How we love ourselves, of course, has a profound effect on our children. Children learn from our actions, so honoring our own body, mind and spirit, having a balanced lifestyle and extending kindness and courtesies to our own selves is all unconsciously noted by our impressionable little ones.
We, too, have one thing our parents didn’t- iPhones, iPads, all manner of other electronic devices and social media that are ingenious at pulling our attention away from what really matters, our children included. I know I’m guilty of it. Our mindful attention is warranted now even more than ever.
Sophie and I were watching Robin Williams’ 1991 movie ‘Hook’ the other day. Since motherhood, this poignant exchange between grown Peter Pan and his wife, Moira, always makes me weep, silently, as Moira tells Pan:-
“Your children love you. They want to play with you. How long do you think that lasts?…We have a few special years with our children, when they’re the ones that want us around, after that you’re going to be running after them for a bit of attention. So fast, Peter, just a few years, then its over. And you are not being careful. And you are missing it.”
If we consciously inhabit our time with our children not only are they much more likely to be self loving, rooted people, but we won’t look back and think we’ve lost our years, in a cruel puff of smoke, so tragically, so eternally.

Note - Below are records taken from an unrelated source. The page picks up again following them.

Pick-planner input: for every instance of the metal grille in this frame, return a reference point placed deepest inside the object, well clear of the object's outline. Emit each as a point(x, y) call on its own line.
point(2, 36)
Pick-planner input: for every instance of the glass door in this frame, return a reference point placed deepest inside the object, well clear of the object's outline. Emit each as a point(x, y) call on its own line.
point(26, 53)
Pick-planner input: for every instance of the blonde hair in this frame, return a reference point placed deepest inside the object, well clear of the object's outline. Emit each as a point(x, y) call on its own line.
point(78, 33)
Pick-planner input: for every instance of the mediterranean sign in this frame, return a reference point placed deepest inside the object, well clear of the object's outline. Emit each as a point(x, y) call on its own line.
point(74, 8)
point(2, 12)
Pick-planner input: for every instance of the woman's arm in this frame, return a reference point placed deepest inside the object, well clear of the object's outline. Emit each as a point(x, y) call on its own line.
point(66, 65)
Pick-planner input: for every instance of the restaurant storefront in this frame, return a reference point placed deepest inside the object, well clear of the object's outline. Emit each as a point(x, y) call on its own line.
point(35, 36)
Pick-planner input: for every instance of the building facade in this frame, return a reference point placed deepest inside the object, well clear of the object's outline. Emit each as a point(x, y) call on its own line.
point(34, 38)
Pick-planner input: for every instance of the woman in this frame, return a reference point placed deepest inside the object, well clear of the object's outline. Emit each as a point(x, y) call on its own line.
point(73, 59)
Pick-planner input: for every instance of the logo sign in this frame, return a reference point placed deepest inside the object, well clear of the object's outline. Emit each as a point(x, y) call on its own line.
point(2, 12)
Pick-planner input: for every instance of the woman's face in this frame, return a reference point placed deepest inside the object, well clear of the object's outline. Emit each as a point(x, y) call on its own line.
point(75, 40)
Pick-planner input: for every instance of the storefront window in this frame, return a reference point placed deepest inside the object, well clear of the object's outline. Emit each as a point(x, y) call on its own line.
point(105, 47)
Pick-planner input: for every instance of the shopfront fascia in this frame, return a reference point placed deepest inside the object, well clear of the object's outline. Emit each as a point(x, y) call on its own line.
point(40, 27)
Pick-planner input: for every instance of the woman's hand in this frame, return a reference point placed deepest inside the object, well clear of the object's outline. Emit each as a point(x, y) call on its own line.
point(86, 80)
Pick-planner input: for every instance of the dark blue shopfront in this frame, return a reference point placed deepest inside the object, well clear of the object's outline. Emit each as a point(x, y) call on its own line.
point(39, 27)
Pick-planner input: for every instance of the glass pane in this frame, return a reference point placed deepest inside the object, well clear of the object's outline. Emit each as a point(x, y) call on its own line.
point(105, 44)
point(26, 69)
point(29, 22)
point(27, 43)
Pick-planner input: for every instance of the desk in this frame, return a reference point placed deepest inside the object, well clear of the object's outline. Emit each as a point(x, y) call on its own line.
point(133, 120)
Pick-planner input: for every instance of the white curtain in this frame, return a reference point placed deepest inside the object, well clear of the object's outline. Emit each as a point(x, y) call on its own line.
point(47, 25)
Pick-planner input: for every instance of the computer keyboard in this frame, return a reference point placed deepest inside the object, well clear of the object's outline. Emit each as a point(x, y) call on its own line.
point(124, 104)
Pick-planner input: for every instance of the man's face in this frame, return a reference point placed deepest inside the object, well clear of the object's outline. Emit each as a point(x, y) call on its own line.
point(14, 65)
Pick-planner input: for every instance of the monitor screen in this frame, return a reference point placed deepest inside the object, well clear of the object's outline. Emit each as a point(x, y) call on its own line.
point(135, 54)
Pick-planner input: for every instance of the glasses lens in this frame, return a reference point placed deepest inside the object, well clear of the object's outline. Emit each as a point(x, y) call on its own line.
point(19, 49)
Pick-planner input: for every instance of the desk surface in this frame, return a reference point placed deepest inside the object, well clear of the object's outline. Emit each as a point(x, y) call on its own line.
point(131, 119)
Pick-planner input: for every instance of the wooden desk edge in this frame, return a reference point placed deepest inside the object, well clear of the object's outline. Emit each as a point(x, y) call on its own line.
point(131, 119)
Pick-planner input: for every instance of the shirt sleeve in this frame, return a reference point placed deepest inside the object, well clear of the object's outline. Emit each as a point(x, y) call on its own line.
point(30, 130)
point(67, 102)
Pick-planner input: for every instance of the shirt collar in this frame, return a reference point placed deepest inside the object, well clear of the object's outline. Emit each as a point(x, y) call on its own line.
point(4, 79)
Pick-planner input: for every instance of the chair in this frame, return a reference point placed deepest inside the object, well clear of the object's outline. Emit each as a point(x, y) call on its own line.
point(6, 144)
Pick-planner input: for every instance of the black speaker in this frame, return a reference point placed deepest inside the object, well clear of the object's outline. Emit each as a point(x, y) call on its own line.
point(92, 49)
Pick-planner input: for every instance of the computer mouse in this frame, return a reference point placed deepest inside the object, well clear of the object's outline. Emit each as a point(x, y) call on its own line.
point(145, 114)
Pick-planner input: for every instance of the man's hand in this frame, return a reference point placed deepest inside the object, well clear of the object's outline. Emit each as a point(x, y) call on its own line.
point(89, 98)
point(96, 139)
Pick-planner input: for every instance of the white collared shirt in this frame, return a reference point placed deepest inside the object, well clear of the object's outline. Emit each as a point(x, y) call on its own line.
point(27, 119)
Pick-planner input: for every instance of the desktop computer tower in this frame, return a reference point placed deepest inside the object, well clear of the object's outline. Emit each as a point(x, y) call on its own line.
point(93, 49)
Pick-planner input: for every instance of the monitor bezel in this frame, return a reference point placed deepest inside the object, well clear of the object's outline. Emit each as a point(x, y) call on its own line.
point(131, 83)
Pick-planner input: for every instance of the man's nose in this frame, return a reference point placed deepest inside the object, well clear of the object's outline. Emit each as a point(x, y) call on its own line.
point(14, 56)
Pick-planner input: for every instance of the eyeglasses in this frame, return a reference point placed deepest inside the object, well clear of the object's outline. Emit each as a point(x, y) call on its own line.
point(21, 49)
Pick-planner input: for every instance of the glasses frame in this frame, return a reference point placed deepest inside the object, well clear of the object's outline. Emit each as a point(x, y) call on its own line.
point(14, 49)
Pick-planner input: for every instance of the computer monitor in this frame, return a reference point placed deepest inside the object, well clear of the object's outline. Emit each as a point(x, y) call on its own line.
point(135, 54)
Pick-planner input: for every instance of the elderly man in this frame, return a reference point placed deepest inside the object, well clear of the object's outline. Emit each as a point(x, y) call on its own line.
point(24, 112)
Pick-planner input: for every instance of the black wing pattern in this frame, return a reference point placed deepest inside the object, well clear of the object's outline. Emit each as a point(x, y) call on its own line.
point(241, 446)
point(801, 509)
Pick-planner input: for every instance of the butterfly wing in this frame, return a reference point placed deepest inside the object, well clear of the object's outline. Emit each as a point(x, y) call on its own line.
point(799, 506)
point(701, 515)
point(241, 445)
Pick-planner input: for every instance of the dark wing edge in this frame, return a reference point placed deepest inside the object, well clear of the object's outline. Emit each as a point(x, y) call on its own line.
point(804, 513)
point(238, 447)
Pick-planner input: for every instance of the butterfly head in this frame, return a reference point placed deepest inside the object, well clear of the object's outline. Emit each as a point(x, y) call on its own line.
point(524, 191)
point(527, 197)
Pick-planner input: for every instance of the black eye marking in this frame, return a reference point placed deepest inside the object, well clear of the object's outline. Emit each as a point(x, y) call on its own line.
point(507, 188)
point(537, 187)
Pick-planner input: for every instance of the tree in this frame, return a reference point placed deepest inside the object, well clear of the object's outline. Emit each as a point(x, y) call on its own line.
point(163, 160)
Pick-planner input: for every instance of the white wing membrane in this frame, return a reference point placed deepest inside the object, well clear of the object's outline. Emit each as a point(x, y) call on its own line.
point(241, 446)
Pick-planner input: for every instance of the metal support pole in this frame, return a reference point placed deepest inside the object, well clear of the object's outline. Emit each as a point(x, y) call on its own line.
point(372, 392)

I don’t think its necessarily how much time we spend with our kids, but the quality of that time. They feel if we’re really engaged with them or not. I believe offering our children this presence gives them recognition, validation, understanding. They want to be heard, obviously they oftentimes have an immature way to convey this, but they need a space to just be who they are. Its the hallmark of raising self loving children. I mean, if we don’t embrace them, make time for them, love them wholly, try to understand their intricacies, then it’ll be much harder for them to love themselves later in life. We are their way, their example.

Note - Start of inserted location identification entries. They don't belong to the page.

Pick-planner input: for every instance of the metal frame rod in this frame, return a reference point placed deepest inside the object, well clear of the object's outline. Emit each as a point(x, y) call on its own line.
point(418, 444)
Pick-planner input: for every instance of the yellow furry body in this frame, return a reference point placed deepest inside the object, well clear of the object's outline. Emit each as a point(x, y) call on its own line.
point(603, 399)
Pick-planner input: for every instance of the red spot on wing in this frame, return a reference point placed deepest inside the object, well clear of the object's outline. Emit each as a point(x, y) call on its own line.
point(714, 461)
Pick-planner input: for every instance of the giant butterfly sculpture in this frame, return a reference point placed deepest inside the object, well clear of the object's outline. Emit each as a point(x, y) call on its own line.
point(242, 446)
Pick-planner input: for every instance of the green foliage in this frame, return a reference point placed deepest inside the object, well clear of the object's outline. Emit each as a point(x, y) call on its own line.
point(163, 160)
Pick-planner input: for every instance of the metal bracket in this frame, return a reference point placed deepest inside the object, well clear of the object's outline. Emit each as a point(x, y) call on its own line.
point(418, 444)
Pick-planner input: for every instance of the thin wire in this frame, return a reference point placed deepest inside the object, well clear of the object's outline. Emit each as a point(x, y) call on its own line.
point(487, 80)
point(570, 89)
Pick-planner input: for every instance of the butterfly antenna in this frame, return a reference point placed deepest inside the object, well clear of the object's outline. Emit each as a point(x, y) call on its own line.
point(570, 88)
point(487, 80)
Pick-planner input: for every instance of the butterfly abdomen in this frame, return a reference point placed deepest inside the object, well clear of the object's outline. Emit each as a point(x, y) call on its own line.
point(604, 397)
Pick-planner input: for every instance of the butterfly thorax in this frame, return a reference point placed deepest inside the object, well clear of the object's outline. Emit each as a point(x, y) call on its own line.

Being present is the best present we can give them. Pun very much intended.
Dear friend, as a fellow parent or caregiver, please offer me your thoughts, ideas and experiences too. How can we foster self love in our children, especially if you have tweens or teens?
And-by the way- you’re doing a super job. Raising children is beautiful chaos; and no matter what else you think you might need to gift this world with, happy self-loving kids will be your best offering.